Un Ségur ne fait pas tout. Pour sa conférence de presse de rentrée, la Fédération des établissements hospitaliers et d’aide à la personne privés solidaires (FEHAP, le privé non lucratif) a insisté sur le défi considérable de l'attractivité des métiers, une « urgence absolue » pour les secteurs du soin comme de l'accompagnement . « Alors que la crise se prolonge, que nous sommes mobilisés face à la quatrième vague, il existe de vraies tensions sur nos ressources humaines », a résumé Marie-Sophie Desaulle, présidente de la Fédération, estimant que « le secteur santé au sens large reste peu attractif et n'attire pas ».
Discriminations et trous dans la raquette
La FEHAP traîne plusieurs boulets aux pieds qui compliquent le recrutement et la fidélisation de forces vives au sein des établissements sanitaires, sociaux et médico-sociaux. Les métiers et les carrières ? Avec le Ségur, « il y a certes eu des revalorisations salariales, un engagement sans précédent mais ça n'a pas donné le déclic », déplore Marie-Sophie Desaulle. En effet, au différentiel salarial européen s'ajoute, au détriment du secteur privé non lucratif, des « iniquités de traitement » avec le secteur public et des « trous dans la raquette ». Ces écarts ou ces oublis concernent principalement les personnels du médico-social (EHPAD) et du social.
De surcroît, la FEHAP a fait ses calculs et les résultats ne sont pas bons. Les enveloppes octroyées au privé non lucratif (Ségur 1 sur les revalorisations salariales des soignants, Ségur 2 sur les grilles de carrière) sont jugées insuffisantes pour couvrir les engagements pris par le gouvernement. Il manque 10 millions d'euros sur le Ségur 1, illustre Antoine Perrin, directeur général de la Fédération. Par ailleurs, selon nos informations, quelque 7 100 praticiens du privé non lucratif hériteront bien d'une prime post-Ségur (75 % en fixe, 25 % en variable) mais « moindre » que celle accordée à leurs confrères du public, confie le délégué général.
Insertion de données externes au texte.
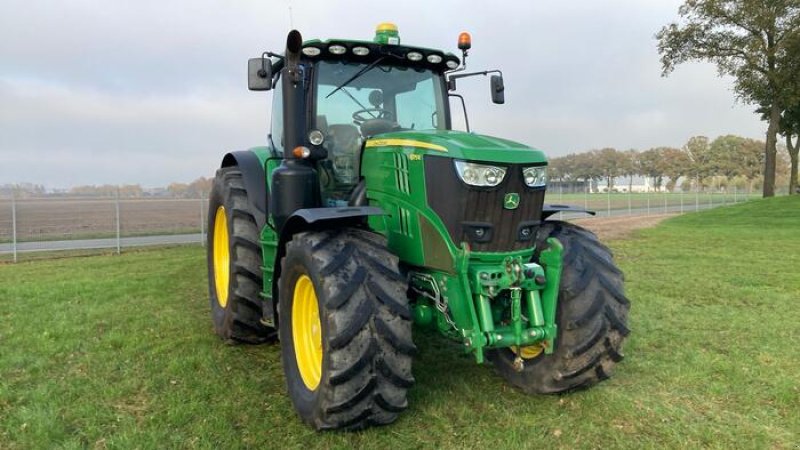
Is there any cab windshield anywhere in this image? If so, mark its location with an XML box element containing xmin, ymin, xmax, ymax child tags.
<box><xmin>315</xmin><ymin>59</ymin><xmax>447</xmax><ymax>185</ymax></box>
<box><xmin>316</xmin><ymin>60</ymin><xmax>446</xmax><ymax>137</ymax></box>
La FEHAP évalue, par ailleurs, le besoin de financement à 58,5 millions d'euros pour assurer la revalorisation des 10 900 emplois temps plein (ETP) identifiés au sein des centres de dépistage des cancers, centres de santé, sièges ou encore de médecins coordonnateurs du médico-social (exclus, eux, des revalorisations).
La situation est également compliquée pour les professionnels de l'accompagnement où le besoin de financement spécifique est estimé à 370 millions d'euros pour le secteur privé solidaire. Ce budget permettrait d'aligner les rémunérations pour les 60 000 ETP financés par l'Assurance-maladie. Autant d'« oubliés » qui nourrissent un sentiment profond d'injustice, plus d'un an après les accords du Ségur.
Dans ce contexte fragile, la mise en place de l'obligation vaccinale pour tous les soignants (à compter du 15 septembre pour la première dose) est une « inquiétude » supplémentaire. Selon une enquête menée par la FEHAP auprès de ses adhérents, les établissements de santé (et du handicap) font état d'un delta de 5 % à 6 % de soignants non vaccinés mais cette proportion est plus importante dans le secteur des personnes âgées. Faute de bras, certains directeurs envisagent de recourir à des contractuels ou des intérimaires, alerte Marie-Sophie Desaulle.
Discours de la méthode
Constructive, la Fédération entend défendre les spécificités du modèle privé solidaire dans toutes les réformes de financement en cours (urgences, SSR, psychiatrie, HAD). Mais la FEHAP réclame au préalable la signature d'un protocole de méthode, gage de visibililté sur ces sujets sensibles.
Elle jugera aussi sur pièces la volonté du gouvernement sur la réforme de l'autonomie mais redoute un nouveau quinquennat « sans loi ». Elle exige du moins des marqueurs forts au bénéfice des services de soins infirmiers à domicile (SSIAD), des auxiliaires de vie, mais aussi sur la réduction du reste à charge des familles.
Dans la perspective de la présidentielle, la FEHAP lance une consultation citoyenne, La Voix solidaire, plateforme participative dédiée à la santé. Une autre façon pour le secteur privé non lucratif de se faire entendre.